Joseph Spece / Three Poems

" I alone could remark / on the hulking fish that met / the morning’s cool gambit."

The Bacon Review / Benjamin Tripp

"Seuss. What a weirdo. Jim Henson, even weirder. Puppets freak the hell out of me."

Robin Greenfield / Selected Poems

"Now, ground sopped / with water – ice traces / through the field, slivers / the landscape into green / watery scraps."

Osmond Arnesto / A Stone Rolling

" I can't tell you why he was out that night, even though he told me that too."

ISSUE: APRIL

WE WANT TO SAY:

It's April, and we're are huddled over some wafer cookies and coffee. We just finished getting through posting a very bizarre -- and happily so -- sixth issue. Six, at one a month, means half a year. Everything can of course be broken into fractions, but a half! C'mon.

That's practically a whole.

So, why bizarre? For one, half of our work is old news. Joseph Spece, from our February Issue is making like Teddy Roosevelt and re-appearing for a second run.

With the same (awesome) poems.

Only now they're read aloud.

Check that out -- like crouching below deck, ear to the wood, listening to the gale outside.

And, returning too, in similar form, Myr Ben Tripplets of Belleville. Got a chance to run him through a range of topics, from the lucky bandanas (which we've started wearing since) to the orange juice to the French, and why their movies don't always make it. Make sure to check out his piece from last month if you haven't.
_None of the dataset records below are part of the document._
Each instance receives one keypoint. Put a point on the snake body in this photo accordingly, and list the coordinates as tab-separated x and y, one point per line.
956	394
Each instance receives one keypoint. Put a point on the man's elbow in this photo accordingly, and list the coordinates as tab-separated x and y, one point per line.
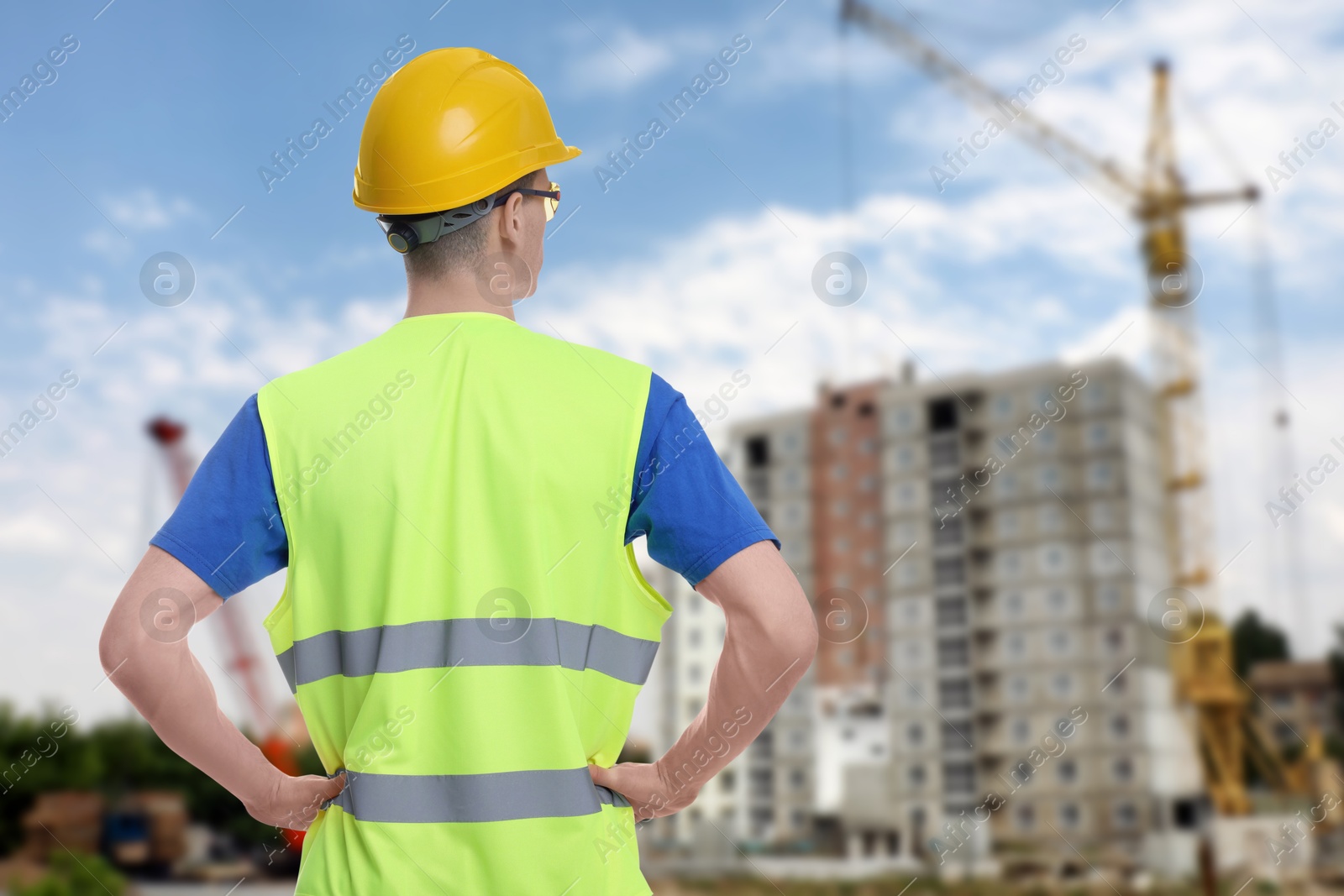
796	634
114	644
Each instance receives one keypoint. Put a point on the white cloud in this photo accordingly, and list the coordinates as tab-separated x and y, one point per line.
145	210
1041	270
625	58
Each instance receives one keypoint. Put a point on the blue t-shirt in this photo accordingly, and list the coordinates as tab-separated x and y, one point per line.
683	500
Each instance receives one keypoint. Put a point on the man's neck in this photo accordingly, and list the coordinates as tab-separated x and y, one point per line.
450	295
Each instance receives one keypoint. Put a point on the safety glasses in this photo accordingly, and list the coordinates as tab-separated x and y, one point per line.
551	196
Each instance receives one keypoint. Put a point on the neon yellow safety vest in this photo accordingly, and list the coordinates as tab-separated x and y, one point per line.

He's charismatic. He rides a bike..

Pedal pedal, tip top, clip clop: Robin Greenfield.. We've loved her poetry since it was being collaged off of bathroom stalls. And it's better now. Off in the Wild Wild East of Europe, her poems are at the cliff's lip, staring down and down until they don't have a choice but to drop.

If the body hits the water is hardly important.

And, Osmond, who, may be the coolestly named writer we've had, Arnesto. We're still not sure how he drops us at his table in such short order, but we're in and out of his absolutely real world with the only kind of grin we know smackered all over our faces.

Read it twice, make some rice, eat the rice, and then spin back into whatever world wide web you've weaved for yourself.

Starting to get fun, isn't it?

Much Love,
E + J

--

Author Bio's:

When he's not doing odd jobs to fuel the gas habit, Osmond Arnesto is a working writer coming out of San Diego, CA. He'll be a graduate of that city's University of California come June. His prose has been featured in the Molotov Cocktail, and more of his work will be able to be read at fiction365 and Laptop Lit Mag in the near future. Having a website associated with him would also be pretty nice, but you can't have everything.

Robin Shira Edel Greenfield is a poet and anthropologist. She spends the majority of her time between the field, the laboratory of her head, and the page, where she conducts experiments with/on language in an attempt to convey the nuances of human existence. She is currently working on a collage project in Prague, Czech Republic, which utilizes poetry from manuscripts circulated in the Czechoslovak underground from the years 1968 to 1972.